Ultimately, Sharon is somebody that’s been incredibly important in my professional experience; I adore her practice, and I'm excited to have her work in Buffalo. Returning Light will be on view at Rivalry from April through June 2021.
AM: Can you talk about your own work? I re-member you as a dynamic and ambitious high school art student working in all different mediums, including photography and filmmaking. As an artist, what excites you? What are you working on now?
RA: I grew up doing long canoe trips in Northern Canada, which have been hugely influential in my thinking about landscape and how we interact with the natural world, but also the variety of ways masculinity expresses itself. Living on a water border that looked out onto Canada, I was always exploring boundaries and barriers of entry.
For the past five years I’ve been working on a long project between Nova Scotia, Newfoundland, and Scotland. It's about people leaving Europe, places like Ireland and Scotland, and then coming over to the new world of Atlantic Canada. It’s about what it takes to have lived on those rocky shores, and I attempt to summarize a multitude of histories, to string together a new narrative through visual elements.
But when I'm not able to be in the Canadian North, I'm in the studio dealing with ideas around a queer military history. Whereas my photographic work uses the natural world to explore themes of strength and endurance, my printmaking and collage use vintage military snapshots to investigate the bonds of friendship, camaraderie, and vulnerability of men in the military. So it's something about always rubbing up against these groups of guys that I'm not or in many ways that I am and am not.
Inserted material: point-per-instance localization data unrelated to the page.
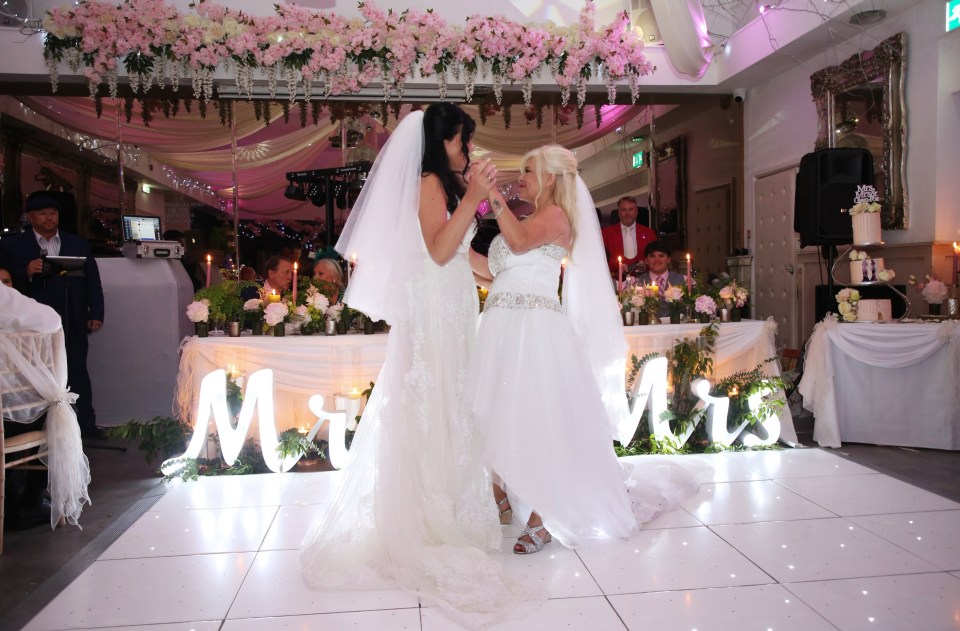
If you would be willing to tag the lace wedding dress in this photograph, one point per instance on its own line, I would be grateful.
(416, 509)
(544, 425)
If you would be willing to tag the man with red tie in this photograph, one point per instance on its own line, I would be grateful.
(627, 238)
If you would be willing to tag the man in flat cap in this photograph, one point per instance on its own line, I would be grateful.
(76, 296)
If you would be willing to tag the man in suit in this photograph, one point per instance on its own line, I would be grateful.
(76, 296)
(657, 257)
(626, 239)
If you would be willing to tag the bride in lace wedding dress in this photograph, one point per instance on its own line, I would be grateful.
(415, 508)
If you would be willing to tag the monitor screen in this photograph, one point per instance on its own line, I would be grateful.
(140, 228)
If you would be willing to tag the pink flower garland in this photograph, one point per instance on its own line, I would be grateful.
(159, 44)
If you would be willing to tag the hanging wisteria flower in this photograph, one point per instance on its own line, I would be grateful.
(705, 304)
(199, 310)
(276, 313)
(156, 42)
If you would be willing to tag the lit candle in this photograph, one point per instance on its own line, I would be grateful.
(295, 266)
(956, 262)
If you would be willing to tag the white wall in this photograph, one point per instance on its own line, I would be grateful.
(781, 121)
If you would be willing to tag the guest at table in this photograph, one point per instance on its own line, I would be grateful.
(657, 257)
(330, 271)
(76, 296)
(278, 274)
(626, 238)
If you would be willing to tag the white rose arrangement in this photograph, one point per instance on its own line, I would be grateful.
(847, 300)
(199, 310)
(275, 313)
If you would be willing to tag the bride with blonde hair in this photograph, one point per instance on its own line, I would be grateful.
(548, 378)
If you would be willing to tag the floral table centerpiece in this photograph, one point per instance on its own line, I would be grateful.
(732, 297)
(276, 314)
(934, 291)
(847, 300)
(705, 307)
(313, 312)
(676, 299)
(198, 312)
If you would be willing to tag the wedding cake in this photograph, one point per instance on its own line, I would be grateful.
(865, 270)
(865, 215)
(871, 310)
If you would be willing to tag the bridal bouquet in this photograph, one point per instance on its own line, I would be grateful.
(847, 301)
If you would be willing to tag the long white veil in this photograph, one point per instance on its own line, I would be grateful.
(592, 308)
(383, 231)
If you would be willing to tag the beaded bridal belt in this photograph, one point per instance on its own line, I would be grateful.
(510, 300)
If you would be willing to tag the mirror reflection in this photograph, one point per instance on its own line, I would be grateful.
(669, 208)
(860, 103)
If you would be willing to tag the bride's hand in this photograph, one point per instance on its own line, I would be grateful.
(480, 177)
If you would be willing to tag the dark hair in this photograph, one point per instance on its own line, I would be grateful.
(443, 121)
(274, 262)
(657, 246)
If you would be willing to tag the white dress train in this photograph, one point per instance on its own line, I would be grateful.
(415, 509)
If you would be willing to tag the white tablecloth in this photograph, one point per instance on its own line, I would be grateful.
(304, 366)
(885, 384)
(133, 358)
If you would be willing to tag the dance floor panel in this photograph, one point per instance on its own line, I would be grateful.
(786, 540)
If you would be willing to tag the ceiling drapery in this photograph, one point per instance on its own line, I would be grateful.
(200, 148)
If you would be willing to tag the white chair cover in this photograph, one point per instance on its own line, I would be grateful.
(33, 377)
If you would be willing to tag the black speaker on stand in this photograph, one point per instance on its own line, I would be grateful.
(826, 185)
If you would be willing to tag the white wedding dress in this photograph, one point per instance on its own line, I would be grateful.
(539, 409)
(415, 509)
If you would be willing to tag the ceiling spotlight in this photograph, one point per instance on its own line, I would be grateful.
(294, 191)
(870, 16)
(317, 194)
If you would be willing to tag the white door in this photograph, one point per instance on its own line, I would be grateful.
(775, 263)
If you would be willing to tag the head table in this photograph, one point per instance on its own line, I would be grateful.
(886, 384)
(328, 365)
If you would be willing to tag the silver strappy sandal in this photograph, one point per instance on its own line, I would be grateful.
(506, 514)
(535, 544)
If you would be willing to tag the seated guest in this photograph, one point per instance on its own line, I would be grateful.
(247, 273)
(278, 274)
(657, 257)
(24, 506)
(329, 270)
(626, 238)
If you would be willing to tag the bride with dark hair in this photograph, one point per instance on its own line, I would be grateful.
(415, 506)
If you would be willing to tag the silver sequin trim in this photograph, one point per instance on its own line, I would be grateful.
(510, 300)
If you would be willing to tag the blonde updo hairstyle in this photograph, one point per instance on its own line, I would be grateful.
(562, 164)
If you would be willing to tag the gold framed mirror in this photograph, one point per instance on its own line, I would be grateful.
(860, 103)
(669, 196)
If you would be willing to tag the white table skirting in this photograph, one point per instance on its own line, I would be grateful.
(885, 384)
(304, 366)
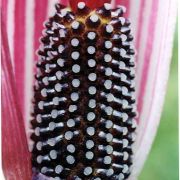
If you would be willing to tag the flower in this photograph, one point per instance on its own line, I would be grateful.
(153, 24)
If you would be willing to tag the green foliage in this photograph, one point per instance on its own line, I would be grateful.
(162, 163)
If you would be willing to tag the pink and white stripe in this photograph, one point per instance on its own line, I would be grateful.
(153, 24)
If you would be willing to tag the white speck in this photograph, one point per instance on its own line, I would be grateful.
(44, 92)
(110, 97)
(54, 113)
(125, 156)
(56, 101)
(125, 103)
(122, 52)
(60, 62)
(57, 178)
(58, 169)
(91, 50)
(122, 64)
(72, 108)
(108, 72)
(89, 144)
(92, 77)
(125, 168)
(92, 103)
(53, 154)
(87, 171)
(59, 75)
(70, 159)
(75, 42)
(109, 28)
(71, 148)
(45, 81)
(108, 44)
(37, 131)
(91, 35)
(61, 48)
(109, 137)
(124, 117)
(123, 37)
(58, 87)
(76, 68)
(92, 90)
(107, 58)
(81, 5)
(109, 149)
(39, 159)
(94, 18)
(125, 131)
(75, 25)
(91, 63)
(124, 90)
(44, 170)
(70, 123)
(110, 172)
(121, 176)
(51, 142)
(39, 146)
(64, 12)
(62, 33)
(107, 160)
(41, 105)
(107, 6)
(90, 131)
(109, 124)
(68, 135)
(38, 118)
(123, 20)
(125, 143)
(75, 55)
(108, 84)
(74, 96)
(52, 126)
(75, 82)
(109, 110)
(91, 116)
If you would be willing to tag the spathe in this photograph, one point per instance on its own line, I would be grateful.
(153, 24)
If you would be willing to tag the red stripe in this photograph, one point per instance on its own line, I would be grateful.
(157, 67)
(16, 157)
(125, 3)
(19, 49)
(4, 10)
(39, 18)
(140, 24)
(148, 52)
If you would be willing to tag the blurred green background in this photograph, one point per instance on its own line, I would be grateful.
(162, 163)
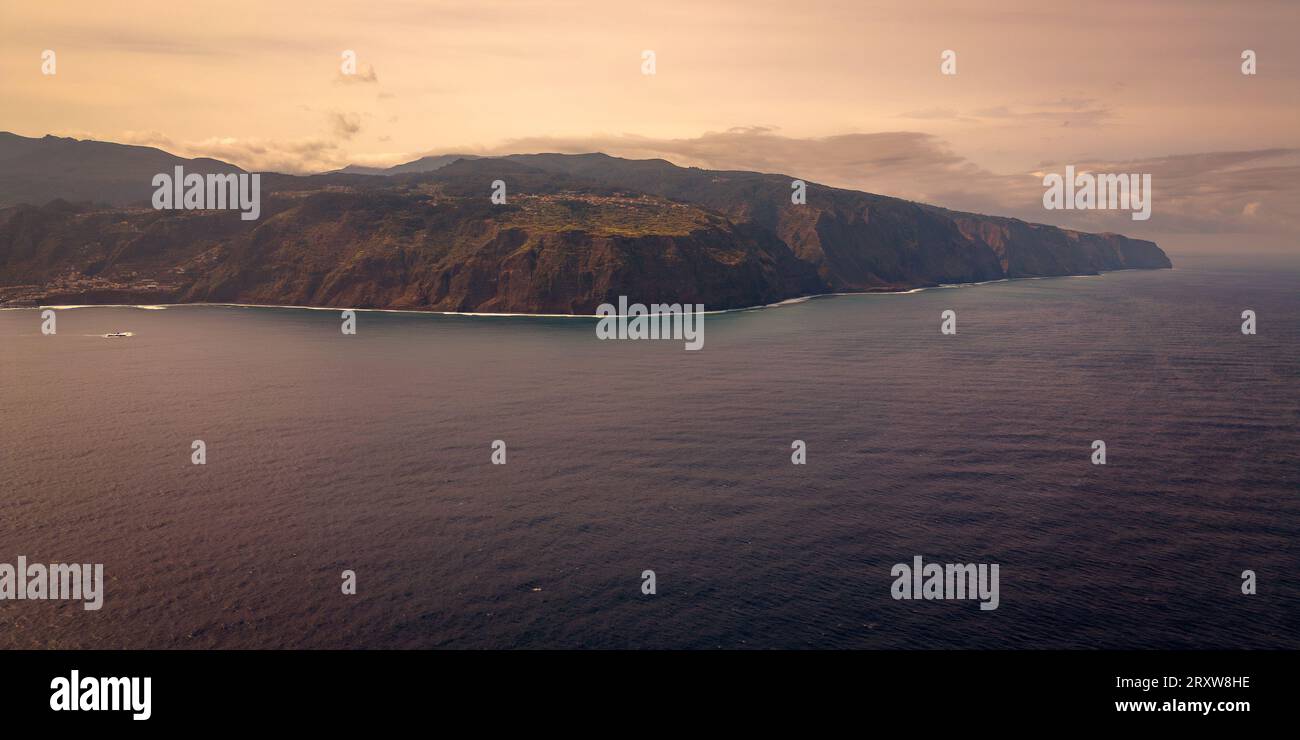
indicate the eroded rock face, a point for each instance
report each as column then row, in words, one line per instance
column 575, row 232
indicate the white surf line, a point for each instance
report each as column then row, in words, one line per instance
column 492, row 315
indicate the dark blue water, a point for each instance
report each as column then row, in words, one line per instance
column 372, row 453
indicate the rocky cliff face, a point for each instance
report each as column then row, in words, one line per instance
column 576, row 232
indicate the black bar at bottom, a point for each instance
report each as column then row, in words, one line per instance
column 923, row 689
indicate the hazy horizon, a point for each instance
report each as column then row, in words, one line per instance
column 844, row 94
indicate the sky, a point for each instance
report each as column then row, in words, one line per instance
column 843, row 92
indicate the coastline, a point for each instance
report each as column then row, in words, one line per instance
column 489, row 315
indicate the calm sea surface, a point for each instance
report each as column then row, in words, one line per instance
column 372, row 453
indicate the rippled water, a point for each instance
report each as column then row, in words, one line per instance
column 372, row 453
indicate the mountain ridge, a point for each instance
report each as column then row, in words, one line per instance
column 575, row 232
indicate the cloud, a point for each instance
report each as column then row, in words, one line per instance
column 345, row 125
column 364, row 76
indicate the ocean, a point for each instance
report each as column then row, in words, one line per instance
column 372, row 453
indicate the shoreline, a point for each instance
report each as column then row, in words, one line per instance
column 489, row 315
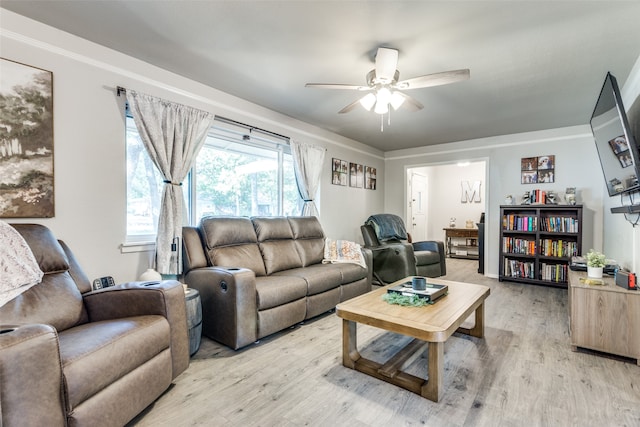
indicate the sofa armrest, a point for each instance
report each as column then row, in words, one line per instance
column 31, row 377
column 229, row 304
column 164, row 298
column 368, row 259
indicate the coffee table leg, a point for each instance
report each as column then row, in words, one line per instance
column 435, row 367
column 478, row 328
column 350, row 352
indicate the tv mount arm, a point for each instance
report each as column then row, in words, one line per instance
column 632, row 209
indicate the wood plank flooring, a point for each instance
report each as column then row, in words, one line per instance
column 523, row 373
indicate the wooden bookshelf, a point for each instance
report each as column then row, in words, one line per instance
column 538, row 241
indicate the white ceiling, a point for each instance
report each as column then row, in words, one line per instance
column 534, row 64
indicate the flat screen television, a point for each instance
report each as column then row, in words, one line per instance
column 617, row 149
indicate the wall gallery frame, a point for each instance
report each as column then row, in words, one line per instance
column 536, row 170
column 26, row 141
column 354, row 174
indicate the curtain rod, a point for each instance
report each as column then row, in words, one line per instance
column 120, row 90
column 249, row 127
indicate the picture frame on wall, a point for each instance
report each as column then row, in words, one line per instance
column 339, row 172
column 536, row 170
column 26, row 145
column 356, row 175
column 370, row 178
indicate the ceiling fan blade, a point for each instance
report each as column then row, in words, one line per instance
column 386, row 63
column 349, row 107
column 435, row 79
column 336, row 86
column 410, row 103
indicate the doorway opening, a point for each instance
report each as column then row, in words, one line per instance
column 445, row 194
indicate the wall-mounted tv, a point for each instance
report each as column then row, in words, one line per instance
column 617, row 149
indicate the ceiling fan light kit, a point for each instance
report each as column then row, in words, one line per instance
column 386, row 89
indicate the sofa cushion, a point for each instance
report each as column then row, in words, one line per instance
column 97, row 354
column 350, row 272
column 273, row 291
column 45, row 247
column 319, row 277
column 279, row 255
column 309, row 239
column 232, row 242
column 275, row 240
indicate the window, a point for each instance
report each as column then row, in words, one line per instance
column 240, row 171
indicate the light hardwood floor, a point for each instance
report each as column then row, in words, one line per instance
column 523, row 373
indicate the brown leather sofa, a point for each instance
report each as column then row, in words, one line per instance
column 259, row 275
column 77, row 357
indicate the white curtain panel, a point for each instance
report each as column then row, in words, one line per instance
column 173, row 135
column 308, row 160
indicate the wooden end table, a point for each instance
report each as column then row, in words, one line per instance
column 430, row 325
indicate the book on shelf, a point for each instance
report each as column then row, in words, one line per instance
column 430, row 293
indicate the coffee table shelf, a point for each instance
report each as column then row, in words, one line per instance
column 430, row 325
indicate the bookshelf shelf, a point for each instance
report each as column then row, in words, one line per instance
column 537, row 242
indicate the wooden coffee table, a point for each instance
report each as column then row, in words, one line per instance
column 430, row 325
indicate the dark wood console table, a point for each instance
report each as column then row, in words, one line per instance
column 461, row 242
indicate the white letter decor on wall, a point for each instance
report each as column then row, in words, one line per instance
column 470, row 193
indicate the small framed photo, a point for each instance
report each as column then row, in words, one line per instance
column 339, row 172
column 536, row 170
column 356, row 175
column 619, row 144
column 369, row 178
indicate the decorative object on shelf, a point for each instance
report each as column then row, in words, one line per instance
column 150, row 275
column 595, row 264
column 570, row 196
column 551, row 198
column 534, row 170
column 26, row 145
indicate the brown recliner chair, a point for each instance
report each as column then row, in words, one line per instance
column 395, row 256
column 70, row 356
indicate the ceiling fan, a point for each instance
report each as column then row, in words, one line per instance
column 384, row 88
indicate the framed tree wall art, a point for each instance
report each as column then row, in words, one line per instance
column 26, row 141
column 535, row 170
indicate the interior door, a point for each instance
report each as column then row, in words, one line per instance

AM: What could Rivalry Projects look like five years from now? How will it grow?
RA: Five years from now my vision is that we’ve had new and exciting exhibitions while still being known as an experimental space. At that point, another goal would be to have a roster of artists we represent who are getting museum shows, and that I’m a resource for them while we nurture those relationships. Other goals for Rivalry include participating in national and international art fairs, producing editions, deepening our investment to Buffalo, and demonstrating how a commercial space can thrive.
I want Rivalry to be a destination for contemporary art, and I imagine us alongside galleries in cities like Toronto or New York, while adding to the cultural fabric of this region.
AM: I'm thinking of all these photographers from Buffalo that have had such huge impacts on our community, from Milton Rogovin, Marion Faller, John Pfahl, Victor Shanchuk, George K. Arthur, and of course, Cindy Sherman. But in your work with Rivalry, and in your own work, you're working to define what photography is now.
RA: Absolutely. I feel like if we're putting some-thing good and hopeful on the walls, then you can take that and try to carry it into your life. Right now, we need hope; it's too easy to focus on the really grim and the scary and the daunting. For me, this building, the project, and everything that we're working toward gives me a North Star to point at to say, "This is what I'm working for. This is why we're doing these things, so we can get back to cultural events and conversation.
This interview took place on March 3 and March 5, 2021. It has been edited for clarity.
Andrea Mancuso is a curator, educator, and artist known for her work in the Buffalo-based artist collaborative virocode.